The Irish Times view on State bodies and the Irish language: A litany of failures

A tone of barely concealed exasperation runs through the latest report from An Coimisinéir Teanga

An Coimisinéir Teanga chronicles an eight-year effort, including a meeting with Garda Commissioner Drew Harris last year, to get the organisation to comply with its legal obligation to ensure gardaí can use Irish when stationed in Gaeltacht areas. Photograph: Colin Keegan/Collins Dublin
An Coimisinéir Teanga chronicles an eight-year effort, including a meeting with Garda Commissioner Drew Harris last year, to get the organisation to comply with its legal obligation to ensure gardaí can use Irish when stationed in Gaeltacht areas. Photograph: Colin Keegan/Collins Dublin

It may be written in the detached formality of the genre, but a tone of barely concealed exasperation runs through the latest report from An Coimisinéir Teanga.

The office of the commissioner acts as an ombudsman service and compliance agency on State services through Irish. In its latest monitoring report, Commissioner Rónán Ó Domhnaill lays out a litany of failures, delays and obfuscation that provide telling insights into how key organisations are run. Some examples verge on the absurd.

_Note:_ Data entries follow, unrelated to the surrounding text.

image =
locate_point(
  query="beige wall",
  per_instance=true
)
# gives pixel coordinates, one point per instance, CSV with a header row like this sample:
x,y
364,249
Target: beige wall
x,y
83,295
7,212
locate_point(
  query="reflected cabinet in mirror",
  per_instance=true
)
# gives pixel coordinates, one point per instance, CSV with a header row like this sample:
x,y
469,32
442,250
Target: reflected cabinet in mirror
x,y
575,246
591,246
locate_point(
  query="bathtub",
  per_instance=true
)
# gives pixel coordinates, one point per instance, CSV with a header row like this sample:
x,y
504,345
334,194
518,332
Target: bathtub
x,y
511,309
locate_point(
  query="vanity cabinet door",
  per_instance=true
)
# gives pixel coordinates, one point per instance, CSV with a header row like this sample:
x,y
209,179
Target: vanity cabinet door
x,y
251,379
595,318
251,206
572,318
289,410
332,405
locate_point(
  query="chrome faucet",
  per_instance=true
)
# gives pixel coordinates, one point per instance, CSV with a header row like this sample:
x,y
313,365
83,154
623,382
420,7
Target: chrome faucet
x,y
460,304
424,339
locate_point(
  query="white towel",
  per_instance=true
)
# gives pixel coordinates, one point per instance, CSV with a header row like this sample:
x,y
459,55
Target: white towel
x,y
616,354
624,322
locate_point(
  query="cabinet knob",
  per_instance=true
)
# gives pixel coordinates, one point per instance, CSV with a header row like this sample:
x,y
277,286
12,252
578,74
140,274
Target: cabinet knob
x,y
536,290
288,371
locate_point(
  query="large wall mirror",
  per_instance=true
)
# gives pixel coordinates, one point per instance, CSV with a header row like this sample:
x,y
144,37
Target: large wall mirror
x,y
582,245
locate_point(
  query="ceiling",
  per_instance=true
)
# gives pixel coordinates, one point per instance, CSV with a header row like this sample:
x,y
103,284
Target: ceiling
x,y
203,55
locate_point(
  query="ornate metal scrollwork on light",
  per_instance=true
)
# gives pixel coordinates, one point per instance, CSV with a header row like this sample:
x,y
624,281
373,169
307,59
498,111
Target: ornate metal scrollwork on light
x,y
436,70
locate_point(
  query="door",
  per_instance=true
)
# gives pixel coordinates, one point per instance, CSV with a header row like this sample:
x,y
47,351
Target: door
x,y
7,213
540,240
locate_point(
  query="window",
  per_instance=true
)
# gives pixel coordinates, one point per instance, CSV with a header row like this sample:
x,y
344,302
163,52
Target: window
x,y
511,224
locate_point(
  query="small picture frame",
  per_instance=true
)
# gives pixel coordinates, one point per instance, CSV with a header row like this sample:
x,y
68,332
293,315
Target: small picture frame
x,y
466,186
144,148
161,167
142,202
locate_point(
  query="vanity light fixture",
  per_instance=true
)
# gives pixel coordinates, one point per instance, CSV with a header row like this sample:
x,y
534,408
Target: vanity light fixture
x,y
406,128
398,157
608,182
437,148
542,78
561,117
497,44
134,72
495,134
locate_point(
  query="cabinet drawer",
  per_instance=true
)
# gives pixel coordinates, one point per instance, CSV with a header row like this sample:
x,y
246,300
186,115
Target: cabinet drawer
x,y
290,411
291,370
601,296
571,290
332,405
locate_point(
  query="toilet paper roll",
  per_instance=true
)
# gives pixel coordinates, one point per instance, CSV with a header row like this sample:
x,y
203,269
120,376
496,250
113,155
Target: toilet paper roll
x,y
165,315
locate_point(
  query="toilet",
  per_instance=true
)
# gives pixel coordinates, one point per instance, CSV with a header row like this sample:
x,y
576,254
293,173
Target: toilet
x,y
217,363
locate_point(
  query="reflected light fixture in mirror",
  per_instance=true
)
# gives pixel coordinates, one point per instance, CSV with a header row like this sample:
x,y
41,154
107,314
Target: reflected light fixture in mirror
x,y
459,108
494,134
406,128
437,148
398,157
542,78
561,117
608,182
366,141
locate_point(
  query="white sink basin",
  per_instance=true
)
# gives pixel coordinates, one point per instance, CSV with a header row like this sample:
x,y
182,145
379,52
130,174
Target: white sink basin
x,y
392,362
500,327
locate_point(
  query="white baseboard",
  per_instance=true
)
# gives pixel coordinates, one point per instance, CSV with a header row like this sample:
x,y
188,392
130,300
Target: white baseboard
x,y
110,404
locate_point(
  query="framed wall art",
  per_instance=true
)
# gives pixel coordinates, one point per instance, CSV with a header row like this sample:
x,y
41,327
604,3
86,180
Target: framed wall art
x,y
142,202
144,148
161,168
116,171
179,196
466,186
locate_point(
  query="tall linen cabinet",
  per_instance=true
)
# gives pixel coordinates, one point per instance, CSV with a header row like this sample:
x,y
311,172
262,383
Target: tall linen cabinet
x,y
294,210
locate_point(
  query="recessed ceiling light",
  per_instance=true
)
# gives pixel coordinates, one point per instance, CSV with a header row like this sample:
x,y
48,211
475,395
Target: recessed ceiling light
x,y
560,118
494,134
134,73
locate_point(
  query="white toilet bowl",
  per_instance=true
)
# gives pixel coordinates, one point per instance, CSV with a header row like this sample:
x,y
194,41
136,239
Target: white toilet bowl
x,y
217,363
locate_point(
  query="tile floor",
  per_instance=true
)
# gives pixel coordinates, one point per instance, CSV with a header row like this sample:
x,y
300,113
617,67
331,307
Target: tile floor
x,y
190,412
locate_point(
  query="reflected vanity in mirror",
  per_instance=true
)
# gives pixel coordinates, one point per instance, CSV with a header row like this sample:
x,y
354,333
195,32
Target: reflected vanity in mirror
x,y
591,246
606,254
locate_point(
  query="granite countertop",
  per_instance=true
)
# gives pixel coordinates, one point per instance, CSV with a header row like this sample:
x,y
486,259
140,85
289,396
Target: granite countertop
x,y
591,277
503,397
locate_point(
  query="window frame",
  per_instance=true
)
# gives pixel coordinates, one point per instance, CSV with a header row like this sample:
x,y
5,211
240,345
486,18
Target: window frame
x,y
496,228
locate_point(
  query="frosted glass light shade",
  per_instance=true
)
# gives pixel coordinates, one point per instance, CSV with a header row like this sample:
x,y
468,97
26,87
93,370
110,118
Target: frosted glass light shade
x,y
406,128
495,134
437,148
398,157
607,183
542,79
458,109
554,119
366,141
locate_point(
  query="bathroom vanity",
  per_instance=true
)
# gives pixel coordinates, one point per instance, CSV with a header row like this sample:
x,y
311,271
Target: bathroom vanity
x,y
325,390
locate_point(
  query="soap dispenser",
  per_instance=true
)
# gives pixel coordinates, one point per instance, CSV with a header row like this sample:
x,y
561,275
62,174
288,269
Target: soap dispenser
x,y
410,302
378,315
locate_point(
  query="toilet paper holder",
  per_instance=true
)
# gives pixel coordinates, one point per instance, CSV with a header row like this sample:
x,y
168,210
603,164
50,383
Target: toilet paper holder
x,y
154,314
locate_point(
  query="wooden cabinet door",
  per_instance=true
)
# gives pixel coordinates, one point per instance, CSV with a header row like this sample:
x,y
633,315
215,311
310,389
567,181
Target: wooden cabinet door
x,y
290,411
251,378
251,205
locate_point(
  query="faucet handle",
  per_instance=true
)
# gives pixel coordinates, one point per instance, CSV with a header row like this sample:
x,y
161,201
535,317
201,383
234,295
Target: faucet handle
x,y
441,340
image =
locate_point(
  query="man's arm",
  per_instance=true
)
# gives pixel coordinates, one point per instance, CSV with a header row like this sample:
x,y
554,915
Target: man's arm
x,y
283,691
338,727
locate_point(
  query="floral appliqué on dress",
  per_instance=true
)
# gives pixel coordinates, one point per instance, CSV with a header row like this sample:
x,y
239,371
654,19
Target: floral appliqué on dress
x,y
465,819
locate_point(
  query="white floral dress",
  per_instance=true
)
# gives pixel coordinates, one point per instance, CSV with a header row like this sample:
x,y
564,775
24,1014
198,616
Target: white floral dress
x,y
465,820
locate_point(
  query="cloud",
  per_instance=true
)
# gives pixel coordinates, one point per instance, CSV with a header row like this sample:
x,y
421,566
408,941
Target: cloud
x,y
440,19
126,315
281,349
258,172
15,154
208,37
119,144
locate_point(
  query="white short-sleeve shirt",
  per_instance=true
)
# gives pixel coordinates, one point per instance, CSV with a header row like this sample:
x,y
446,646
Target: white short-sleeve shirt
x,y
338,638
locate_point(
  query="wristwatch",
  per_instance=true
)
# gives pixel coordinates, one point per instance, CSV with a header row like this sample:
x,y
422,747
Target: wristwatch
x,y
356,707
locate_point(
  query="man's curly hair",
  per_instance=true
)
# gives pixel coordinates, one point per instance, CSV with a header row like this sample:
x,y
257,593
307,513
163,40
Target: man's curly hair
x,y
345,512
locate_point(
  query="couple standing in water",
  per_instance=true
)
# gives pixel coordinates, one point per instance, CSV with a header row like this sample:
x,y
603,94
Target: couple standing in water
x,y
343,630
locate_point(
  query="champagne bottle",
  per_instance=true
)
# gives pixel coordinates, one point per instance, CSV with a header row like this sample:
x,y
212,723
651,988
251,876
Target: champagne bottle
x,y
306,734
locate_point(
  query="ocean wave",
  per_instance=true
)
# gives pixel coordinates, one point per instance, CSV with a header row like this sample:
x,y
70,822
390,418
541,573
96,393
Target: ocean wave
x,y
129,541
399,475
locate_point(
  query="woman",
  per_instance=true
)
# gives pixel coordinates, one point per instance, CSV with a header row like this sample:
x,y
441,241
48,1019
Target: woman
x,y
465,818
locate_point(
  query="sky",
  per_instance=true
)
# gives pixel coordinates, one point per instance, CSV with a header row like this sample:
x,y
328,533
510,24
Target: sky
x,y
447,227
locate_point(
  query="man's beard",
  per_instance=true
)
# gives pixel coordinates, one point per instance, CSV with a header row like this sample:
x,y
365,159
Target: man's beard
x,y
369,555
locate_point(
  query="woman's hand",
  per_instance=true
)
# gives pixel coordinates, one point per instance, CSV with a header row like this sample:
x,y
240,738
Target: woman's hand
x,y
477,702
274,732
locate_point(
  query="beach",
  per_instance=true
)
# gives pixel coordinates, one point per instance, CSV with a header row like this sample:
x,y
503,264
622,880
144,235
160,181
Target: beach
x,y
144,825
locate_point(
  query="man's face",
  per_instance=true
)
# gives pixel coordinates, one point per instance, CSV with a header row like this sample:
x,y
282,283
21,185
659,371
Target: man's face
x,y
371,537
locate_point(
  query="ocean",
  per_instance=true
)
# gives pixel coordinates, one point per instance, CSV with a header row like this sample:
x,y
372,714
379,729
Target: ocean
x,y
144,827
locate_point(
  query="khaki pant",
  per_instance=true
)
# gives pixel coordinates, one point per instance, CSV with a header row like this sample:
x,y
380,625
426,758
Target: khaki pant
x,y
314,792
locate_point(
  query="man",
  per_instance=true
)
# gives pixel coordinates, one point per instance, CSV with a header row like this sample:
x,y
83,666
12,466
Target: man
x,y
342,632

Irish Rail cannot display the síneadh fada – in others words, it misspells the names of its passengers – on electronic reservation signs. Ó Domhnaill spent almost a year and a half pressing Irish Rail to fix this. In February the company told him its software is now capable of accepting the síneadh fada on small letters but is awaiting an upgrade to deal with capitals. This is hardly rocket science: English is the only major European language without diacritics; every other big train operator can manage it. In a similar vein, An Post, a body that deals in complex logistics, has been incapable of getting the Eircode system to use Irish place-names in Gaeltacht areas.

The most egregious failure outlined in the report, however, is that of An Garda Síochána. The commissioner chronicles an eight-year effort, including a meeting with Garda Commissioner Drew Harris last year, to get the organisation to comply with its legal obligation to ensure gardaí can use Irish when stationed in Gaeltacht areas. When the Garda did respond, those responses were "characterised by no timeframes, vagueness or conditional understandings," the report states. The upshot is that An Garda Síochána is in breach of the Garda Síochána Act; not a good look. Ó Domhnaill says the lack of progress may result in a report on the matter being put before the Houses of the Oireachtas.

State agencies failing to comply with their legal obligations is bad enough. But underlying that failure is a depressing disrespect both to those whose first spoken language is Irish and to a State that purports to nurture and develop that language.